魔法少女と特訓
黄昏時、ひかりと伶は狭間の世界にいた。敵が現れたわけではない。2人はあるものを待っていた。
「ここって何もなければ静かでいいところだよね」
「そうね」
「…………」
「…………」
(は、話が続かないよ……)
待っている間の微妙な雰囲気はひかりにとって耐えがたいものだった。
(キンとコンちゃんは座標の指定?とかで話しかけれないし……)
今回狭間の世界に来たのはキンとコンの要望によるものだった。狭間の世界の所定の場所、つまりはこの場所に立っていて欲しいと頼まれてひかりと伶は横並びにその場に立ち尽くしていた。
「……ひかりさん」
「はっはい!なんでしょうか!」
突然呼ばれてひかりは思わず敬語になってしまう。伶は眉を潜めながらこちらを向く。
「……体はもう大丈夫なの?」
「体、というと──?」
「この前ウォルフとかいう男にやられたじゃない」
「ああ、あの時の怪我はもう治りました!魔法少女になるとしぜんちゆりょく?が上がるらしくて、1番酷かったお腹の痣も、ほら、もう元通りに──」
「いや、お腹を見せなくても別にいいわ」
「あ、ごめんなさい一条さん」
素直に謝って。服をめくろうとした手を下げる。なのに伶はさらに目を潜めていた。
「後、敬語もなくていいわ。それに私のことは名前で呼んでくれて構わないわ。私はあなたのことひかりってよんでいるし、学級も同じなんだし」
急に話を進めてくる伶にひかりは圧倒されながらも返事をした。
「わかりま……わかったよ、一条さん」
「伶」
「う……伶さん」
「うん、よろしい」
伶の顔が少し笑顔になっていたが、ひかりは気づかなかった。
『話してるとこ悪いけど、そろそろ来るで!』
『お2人共、衝撃に備えてくださいませ』
「了解!」「わかったわ」
すると、2人の前に細い赤い光の柱が現れた。
やがて上空に黒い点が見え始める。それは赤い柱を辿るようにこちらに向かっていた。段々とその点は大きくなり、そして。
ドオオオオン!
「くっ」「わっ」
激しい衝撃と共に落ちてきたのは卵のような形をした物だった。ただし大きさは180センチくらいあり、普段見る卵と比べて桁違いに巨大だったが。

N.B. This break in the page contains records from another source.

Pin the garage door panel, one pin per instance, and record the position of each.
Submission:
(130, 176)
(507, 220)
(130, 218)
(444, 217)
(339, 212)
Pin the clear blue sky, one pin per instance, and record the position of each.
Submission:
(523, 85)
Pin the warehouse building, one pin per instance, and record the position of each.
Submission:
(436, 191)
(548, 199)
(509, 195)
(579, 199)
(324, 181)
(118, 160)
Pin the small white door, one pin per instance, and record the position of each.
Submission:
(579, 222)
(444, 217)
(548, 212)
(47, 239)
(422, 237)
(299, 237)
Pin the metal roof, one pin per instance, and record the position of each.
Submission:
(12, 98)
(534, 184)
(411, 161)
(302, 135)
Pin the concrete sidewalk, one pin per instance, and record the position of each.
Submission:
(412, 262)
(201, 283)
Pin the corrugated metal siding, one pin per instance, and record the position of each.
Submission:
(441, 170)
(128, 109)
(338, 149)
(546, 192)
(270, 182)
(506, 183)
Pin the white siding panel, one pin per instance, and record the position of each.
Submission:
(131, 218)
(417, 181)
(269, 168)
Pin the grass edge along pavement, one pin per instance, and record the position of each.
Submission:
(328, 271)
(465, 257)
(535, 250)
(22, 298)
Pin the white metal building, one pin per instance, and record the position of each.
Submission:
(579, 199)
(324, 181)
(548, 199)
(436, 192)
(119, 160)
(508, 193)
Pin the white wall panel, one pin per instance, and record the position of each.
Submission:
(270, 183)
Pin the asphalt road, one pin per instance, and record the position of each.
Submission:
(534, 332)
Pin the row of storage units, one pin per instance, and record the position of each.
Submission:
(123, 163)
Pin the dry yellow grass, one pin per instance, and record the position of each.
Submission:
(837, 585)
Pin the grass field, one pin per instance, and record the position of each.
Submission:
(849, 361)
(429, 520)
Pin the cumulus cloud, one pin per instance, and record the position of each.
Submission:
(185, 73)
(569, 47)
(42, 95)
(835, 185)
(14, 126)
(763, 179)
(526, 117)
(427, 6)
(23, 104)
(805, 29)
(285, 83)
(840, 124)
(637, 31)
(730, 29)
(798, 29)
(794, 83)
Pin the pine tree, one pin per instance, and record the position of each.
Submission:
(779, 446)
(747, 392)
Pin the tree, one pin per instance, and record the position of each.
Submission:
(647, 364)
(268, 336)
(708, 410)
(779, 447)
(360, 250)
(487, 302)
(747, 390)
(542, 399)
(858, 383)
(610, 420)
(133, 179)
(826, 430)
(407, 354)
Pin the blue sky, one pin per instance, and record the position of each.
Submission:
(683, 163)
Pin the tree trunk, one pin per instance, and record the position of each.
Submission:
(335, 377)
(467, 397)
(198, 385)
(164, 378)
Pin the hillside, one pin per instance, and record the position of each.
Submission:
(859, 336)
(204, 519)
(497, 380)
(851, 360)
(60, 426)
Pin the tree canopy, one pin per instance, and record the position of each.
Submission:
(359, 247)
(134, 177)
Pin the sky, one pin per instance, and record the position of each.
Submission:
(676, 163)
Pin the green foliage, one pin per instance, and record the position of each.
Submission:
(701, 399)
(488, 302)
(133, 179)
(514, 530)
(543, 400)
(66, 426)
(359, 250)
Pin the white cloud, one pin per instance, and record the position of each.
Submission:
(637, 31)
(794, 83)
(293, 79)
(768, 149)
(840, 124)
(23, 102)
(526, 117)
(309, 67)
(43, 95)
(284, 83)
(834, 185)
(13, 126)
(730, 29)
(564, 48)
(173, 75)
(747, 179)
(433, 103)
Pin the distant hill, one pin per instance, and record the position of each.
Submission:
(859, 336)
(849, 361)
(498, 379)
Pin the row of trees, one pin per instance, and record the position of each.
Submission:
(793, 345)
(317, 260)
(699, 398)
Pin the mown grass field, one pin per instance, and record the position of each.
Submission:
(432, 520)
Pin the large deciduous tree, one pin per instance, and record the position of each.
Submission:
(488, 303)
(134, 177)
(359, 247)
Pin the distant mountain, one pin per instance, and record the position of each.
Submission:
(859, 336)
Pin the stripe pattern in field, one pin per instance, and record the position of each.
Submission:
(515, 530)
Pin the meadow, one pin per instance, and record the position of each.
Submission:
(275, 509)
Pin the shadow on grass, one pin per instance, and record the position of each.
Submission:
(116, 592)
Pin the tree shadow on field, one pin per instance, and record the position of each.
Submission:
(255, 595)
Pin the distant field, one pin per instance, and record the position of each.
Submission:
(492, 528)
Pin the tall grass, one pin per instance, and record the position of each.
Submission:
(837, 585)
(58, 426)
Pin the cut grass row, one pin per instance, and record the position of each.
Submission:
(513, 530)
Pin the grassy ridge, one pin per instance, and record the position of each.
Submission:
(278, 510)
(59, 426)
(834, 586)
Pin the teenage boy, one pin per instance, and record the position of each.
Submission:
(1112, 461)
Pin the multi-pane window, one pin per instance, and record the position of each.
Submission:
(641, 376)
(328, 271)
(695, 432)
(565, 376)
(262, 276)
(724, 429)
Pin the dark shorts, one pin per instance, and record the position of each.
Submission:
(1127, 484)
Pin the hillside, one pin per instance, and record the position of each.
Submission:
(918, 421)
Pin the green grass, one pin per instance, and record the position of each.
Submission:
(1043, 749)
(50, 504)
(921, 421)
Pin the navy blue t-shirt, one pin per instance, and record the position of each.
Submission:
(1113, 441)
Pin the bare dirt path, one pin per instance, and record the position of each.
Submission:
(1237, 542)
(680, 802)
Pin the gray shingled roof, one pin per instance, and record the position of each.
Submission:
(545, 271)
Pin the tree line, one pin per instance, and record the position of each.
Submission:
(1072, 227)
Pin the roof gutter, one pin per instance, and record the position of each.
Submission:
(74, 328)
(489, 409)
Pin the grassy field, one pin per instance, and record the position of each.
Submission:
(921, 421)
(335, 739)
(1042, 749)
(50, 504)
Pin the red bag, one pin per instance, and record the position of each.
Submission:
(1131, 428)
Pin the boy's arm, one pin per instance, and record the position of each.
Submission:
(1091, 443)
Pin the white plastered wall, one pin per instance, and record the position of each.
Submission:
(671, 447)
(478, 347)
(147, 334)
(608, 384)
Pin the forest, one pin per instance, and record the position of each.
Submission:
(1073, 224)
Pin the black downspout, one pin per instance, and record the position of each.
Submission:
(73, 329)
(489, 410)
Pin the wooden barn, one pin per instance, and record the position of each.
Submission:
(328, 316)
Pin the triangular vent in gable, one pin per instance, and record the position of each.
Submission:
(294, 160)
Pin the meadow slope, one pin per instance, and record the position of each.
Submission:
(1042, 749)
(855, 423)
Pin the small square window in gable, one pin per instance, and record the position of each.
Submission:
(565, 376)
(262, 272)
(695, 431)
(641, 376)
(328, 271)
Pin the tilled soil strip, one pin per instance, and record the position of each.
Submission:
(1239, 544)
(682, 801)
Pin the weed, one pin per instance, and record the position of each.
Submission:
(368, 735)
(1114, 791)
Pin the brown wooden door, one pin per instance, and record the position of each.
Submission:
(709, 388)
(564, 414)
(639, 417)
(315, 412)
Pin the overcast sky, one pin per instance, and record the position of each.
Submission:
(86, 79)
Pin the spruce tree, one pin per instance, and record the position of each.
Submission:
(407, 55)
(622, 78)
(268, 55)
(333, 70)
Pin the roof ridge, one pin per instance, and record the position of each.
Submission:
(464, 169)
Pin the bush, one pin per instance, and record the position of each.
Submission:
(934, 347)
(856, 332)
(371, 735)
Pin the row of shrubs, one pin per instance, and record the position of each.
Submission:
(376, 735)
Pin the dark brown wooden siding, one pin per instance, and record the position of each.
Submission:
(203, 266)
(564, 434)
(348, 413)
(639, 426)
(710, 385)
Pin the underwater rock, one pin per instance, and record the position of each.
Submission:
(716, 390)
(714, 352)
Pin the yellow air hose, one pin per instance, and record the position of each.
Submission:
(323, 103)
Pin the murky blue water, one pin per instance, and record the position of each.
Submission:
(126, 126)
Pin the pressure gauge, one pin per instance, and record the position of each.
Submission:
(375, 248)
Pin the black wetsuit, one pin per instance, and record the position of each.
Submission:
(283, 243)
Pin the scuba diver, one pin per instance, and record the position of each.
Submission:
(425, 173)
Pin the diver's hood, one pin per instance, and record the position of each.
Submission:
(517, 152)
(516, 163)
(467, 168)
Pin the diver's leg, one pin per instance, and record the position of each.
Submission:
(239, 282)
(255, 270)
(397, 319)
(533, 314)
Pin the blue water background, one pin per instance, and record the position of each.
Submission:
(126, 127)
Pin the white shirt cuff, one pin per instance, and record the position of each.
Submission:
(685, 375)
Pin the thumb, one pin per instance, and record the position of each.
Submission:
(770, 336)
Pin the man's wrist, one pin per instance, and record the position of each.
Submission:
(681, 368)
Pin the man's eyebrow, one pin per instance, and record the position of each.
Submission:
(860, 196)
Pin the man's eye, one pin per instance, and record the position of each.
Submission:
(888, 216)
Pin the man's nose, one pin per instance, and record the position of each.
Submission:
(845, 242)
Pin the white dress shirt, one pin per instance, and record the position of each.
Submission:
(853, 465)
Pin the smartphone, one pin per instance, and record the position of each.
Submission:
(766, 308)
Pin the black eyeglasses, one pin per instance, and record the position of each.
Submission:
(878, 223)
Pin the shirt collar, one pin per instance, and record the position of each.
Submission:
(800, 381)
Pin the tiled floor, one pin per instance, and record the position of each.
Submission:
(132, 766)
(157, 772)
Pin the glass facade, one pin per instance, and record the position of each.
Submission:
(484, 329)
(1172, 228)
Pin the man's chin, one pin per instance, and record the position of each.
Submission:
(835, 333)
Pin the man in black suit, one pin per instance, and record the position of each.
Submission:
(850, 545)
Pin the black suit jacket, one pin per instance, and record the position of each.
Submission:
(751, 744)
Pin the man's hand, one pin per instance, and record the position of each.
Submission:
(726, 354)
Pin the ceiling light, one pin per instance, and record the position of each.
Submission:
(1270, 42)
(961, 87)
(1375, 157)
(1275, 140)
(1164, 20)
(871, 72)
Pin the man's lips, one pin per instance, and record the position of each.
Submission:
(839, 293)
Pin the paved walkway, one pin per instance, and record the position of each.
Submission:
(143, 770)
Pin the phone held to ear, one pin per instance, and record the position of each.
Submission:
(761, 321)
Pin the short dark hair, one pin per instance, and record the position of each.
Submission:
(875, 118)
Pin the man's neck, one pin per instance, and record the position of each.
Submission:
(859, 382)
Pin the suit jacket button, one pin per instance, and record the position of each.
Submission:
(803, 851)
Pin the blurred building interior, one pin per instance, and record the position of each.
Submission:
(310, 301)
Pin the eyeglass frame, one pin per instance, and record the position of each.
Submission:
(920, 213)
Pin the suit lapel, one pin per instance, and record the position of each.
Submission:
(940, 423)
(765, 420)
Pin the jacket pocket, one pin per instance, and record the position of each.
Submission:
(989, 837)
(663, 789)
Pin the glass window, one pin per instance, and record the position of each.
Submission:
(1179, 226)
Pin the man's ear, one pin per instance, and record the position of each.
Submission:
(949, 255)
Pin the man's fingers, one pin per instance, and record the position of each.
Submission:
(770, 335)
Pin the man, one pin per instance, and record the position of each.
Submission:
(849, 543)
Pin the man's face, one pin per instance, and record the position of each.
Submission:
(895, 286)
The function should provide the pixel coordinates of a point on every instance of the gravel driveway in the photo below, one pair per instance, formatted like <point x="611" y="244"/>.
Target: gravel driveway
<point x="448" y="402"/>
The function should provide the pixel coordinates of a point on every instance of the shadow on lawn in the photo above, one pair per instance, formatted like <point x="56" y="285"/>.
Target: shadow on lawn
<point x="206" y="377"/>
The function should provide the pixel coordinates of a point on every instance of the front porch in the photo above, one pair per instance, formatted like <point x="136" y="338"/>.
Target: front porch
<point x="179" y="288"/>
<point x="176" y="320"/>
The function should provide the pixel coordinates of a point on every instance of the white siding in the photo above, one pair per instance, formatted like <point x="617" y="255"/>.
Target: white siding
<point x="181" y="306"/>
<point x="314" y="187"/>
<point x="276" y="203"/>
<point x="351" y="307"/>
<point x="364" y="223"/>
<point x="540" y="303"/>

『よし2人とも、こいつを掴んでてくれ。これを元の世界に持って帰るで』
「うん」「これでいいかしら?」
2人は左右からしっかりと卵を掴む。
『宜しいですわ。では戻りますよ』
暫くすると2人を中心に普段よりも大きな穴が地面に空き、卵と共にその場から2人は姿を消した。